19 November 2013

Has local government in London left cycling in the wrong lane?

A couple of months ago I wrote to the Crown Estate about its bike-unfriendly redevelopment of London’s Haymarket area, and was rather surprised when their London team offered to meet me and set out Crown’s cycling credentials. I was encouraged to see the company's new Central London developments have fabulous facilities for bike commuters, with showers, lockers, and ramps that allow you to ride straight into the basement parking space.

The past decade has seen an explosion in two-wheeled travel across the capital, while car use has declined. Recent data shows that cyclists make up to two thirds of traffic on certain parts of London’s roads. This is hardly unexpected, given the cost of tube travel and packed conditions. So Crown knows that letting its buildings means accommodating the rocketing numbers of people who ride to work.

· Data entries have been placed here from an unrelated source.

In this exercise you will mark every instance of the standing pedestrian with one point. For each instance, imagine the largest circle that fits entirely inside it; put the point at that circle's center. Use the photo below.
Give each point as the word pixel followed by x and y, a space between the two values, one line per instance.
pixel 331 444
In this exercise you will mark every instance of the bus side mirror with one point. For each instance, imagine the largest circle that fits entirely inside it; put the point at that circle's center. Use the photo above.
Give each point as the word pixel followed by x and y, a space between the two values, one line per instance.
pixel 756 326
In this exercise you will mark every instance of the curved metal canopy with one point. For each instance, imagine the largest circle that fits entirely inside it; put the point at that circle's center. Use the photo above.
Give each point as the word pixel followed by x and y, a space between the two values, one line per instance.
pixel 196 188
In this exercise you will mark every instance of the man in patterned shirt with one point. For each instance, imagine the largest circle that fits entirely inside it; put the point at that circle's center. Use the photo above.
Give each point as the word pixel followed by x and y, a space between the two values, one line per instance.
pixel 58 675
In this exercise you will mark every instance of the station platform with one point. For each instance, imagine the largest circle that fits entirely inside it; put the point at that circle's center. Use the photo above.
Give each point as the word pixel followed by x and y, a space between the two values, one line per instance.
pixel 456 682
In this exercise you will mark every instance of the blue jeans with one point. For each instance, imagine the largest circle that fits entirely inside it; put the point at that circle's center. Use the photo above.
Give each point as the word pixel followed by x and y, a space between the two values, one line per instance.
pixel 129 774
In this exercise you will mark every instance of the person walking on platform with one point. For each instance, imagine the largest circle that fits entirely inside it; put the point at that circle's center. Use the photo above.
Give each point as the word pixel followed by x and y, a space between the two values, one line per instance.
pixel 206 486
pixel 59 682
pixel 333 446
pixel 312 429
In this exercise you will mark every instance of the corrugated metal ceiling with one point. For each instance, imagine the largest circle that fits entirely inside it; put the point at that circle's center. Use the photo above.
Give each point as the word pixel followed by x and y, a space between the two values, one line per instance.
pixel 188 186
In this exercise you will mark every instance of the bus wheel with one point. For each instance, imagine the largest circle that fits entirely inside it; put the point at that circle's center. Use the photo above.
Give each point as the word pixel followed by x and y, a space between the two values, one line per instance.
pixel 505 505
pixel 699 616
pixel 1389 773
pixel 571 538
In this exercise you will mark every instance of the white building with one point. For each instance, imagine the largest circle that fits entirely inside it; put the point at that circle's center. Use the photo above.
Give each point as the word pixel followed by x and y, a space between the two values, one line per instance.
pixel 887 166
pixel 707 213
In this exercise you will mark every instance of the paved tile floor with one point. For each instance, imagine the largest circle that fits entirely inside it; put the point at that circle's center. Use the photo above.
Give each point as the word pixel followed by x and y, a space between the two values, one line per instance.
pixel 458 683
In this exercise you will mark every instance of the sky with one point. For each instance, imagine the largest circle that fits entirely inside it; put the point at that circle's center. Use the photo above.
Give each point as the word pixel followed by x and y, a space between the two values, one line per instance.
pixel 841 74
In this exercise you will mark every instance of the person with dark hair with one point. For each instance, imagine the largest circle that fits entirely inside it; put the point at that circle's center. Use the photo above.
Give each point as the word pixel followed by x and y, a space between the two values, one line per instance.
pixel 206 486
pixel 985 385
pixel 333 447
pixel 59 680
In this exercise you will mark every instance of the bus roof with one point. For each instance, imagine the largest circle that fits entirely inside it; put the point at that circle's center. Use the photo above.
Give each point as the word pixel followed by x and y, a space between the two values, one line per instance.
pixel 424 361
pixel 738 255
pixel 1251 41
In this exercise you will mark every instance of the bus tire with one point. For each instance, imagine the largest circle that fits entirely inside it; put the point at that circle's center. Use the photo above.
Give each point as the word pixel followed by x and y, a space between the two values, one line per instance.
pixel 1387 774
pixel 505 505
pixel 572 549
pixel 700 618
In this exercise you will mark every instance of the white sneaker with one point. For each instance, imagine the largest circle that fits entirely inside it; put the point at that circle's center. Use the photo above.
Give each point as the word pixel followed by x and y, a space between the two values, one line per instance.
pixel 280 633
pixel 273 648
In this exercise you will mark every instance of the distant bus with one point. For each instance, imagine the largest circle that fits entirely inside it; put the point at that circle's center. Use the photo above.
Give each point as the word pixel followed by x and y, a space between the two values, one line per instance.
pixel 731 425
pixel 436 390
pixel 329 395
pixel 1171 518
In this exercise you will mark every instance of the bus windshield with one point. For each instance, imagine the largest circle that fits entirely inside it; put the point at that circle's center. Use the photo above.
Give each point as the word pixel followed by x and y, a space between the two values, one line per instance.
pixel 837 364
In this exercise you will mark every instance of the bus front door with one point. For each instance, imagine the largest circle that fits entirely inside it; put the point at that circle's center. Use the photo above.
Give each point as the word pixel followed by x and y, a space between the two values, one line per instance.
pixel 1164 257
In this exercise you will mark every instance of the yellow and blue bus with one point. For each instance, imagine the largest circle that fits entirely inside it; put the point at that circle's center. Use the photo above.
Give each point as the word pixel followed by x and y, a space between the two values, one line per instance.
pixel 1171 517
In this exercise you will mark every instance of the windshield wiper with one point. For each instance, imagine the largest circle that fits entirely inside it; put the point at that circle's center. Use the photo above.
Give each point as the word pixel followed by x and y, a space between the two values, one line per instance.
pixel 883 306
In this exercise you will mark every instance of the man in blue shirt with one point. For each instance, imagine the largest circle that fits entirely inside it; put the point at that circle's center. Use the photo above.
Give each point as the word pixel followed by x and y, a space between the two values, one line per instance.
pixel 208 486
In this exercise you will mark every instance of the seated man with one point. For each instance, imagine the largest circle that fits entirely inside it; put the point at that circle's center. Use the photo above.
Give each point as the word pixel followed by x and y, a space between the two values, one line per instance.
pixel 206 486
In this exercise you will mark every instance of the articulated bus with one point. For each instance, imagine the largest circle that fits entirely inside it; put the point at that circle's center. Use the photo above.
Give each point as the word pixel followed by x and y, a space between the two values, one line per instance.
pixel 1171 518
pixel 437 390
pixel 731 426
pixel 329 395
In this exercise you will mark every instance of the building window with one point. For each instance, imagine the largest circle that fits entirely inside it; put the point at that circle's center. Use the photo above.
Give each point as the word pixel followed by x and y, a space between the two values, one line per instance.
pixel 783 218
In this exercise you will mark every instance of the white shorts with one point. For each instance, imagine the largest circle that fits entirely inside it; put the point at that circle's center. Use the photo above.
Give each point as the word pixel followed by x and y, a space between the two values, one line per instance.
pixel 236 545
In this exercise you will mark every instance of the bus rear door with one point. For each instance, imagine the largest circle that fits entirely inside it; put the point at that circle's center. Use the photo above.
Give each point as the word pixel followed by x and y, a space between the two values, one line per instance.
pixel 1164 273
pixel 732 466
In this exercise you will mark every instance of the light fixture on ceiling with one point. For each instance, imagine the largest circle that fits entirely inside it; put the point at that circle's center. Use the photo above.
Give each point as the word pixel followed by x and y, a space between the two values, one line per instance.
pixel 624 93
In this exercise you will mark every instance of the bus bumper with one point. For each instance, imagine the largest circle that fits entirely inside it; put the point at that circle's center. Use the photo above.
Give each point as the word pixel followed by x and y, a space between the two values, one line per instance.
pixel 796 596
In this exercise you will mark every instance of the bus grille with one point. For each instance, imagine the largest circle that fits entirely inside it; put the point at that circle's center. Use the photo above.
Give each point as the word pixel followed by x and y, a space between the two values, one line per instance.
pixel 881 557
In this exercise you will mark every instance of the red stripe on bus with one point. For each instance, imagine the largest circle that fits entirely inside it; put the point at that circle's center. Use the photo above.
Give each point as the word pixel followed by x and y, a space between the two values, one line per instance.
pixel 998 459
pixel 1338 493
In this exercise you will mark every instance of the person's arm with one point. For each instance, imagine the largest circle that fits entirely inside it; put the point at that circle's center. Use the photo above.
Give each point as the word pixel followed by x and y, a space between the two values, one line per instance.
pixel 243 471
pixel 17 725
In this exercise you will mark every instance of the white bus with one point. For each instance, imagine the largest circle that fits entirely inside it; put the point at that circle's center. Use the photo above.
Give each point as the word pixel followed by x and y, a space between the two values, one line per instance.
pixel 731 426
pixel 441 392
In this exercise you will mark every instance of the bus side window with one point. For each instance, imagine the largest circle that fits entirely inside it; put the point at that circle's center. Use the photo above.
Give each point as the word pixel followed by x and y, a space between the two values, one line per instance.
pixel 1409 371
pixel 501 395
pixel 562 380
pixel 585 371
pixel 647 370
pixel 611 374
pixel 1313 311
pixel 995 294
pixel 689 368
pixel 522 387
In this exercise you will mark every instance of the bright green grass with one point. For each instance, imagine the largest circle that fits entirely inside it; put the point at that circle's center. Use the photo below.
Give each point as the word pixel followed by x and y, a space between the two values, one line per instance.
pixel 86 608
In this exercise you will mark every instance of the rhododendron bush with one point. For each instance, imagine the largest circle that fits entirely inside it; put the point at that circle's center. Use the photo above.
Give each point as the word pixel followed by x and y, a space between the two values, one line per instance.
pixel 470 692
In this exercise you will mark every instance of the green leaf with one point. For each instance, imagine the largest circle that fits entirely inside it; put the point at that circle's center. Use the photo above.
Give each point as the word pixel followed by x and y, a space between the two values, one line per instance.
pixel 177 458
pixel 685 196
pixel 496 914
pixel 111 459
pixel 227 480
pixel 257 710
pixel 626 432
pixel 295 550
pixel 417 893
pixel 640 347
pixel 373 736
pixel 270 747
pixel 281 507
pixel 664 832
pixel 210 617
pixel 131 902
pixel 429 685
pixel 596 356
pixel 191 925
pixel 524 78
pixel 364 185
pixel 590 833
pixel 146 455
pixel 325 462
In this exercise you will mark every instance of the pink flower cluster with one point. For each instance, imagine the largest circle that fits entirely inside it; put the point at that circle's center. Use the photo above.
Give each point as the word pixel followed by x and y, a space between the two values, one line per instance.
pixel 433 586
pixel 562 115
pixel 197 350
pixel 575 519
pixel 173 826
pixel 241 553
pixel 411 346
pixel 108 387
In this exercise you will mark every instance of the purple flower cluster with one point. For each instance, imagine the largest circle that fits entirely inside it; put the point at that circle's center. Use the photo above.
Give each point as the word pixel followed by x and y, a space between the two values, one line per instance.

But, as we discussed the Haymarket redevelopment over coffee, I realised that the challenge facing Crown is that while car use is falling, budget freezes mean parking revenue has become much more important to the balance sheets of London’s inner city authorities. This is problematic for new cycling infrastructure, as installing bike lanes comes at the expense of income-generating street parking.

Catering for cars might superficially help local authorities’ coffers, but a string of studies have shown that bike lanes, locking points, etc. give huge boosts to local businesses: New York City’s recent flagship bike lane on 8th and 9th Avenues led to local shops enjoying a 49% increase in sales. Saving the £1,216 cost of a Zone 2 annual travelcard frees up money to spend in the local economy, and gets people off our overcrowded tubes and trains during rush hour.

None of this washes with Westminster City Council (Crown’s local authority counterpart). The council would be hauled in front of the Competition Commission if its parking business model was the product of anything other than geography – incidentally only a third of Westminster’s households have access to a car. Sadly, as things stand, it’s difficult enough trying to find somewhere to lock up a bike before going shopping in the West End, wasting valuable time that could be spent in the shops and cafes that pay the council’s rates.

The recent spate of cyclist deaths on London’s roads is, obviously, terrible news. But I fear that the cycle lobby’s focus on fixing the Mayor’s flagship Cycle Superhighways misses a deeper problem: how we get the various tiers of local government to confront the sustained change in our transport use. The private sector manifestly gets where the market is at, as was clear when I saw Crown’s magnificent cycling facilities. Unfortunately, our politicians are stuck making rational decisions based on the perverse incentives of the city’s disjointed government structure. With London’s population gaining an extra 600,000 by 2020, this muddled approach is clearly unsustainable. Bold decisions are required.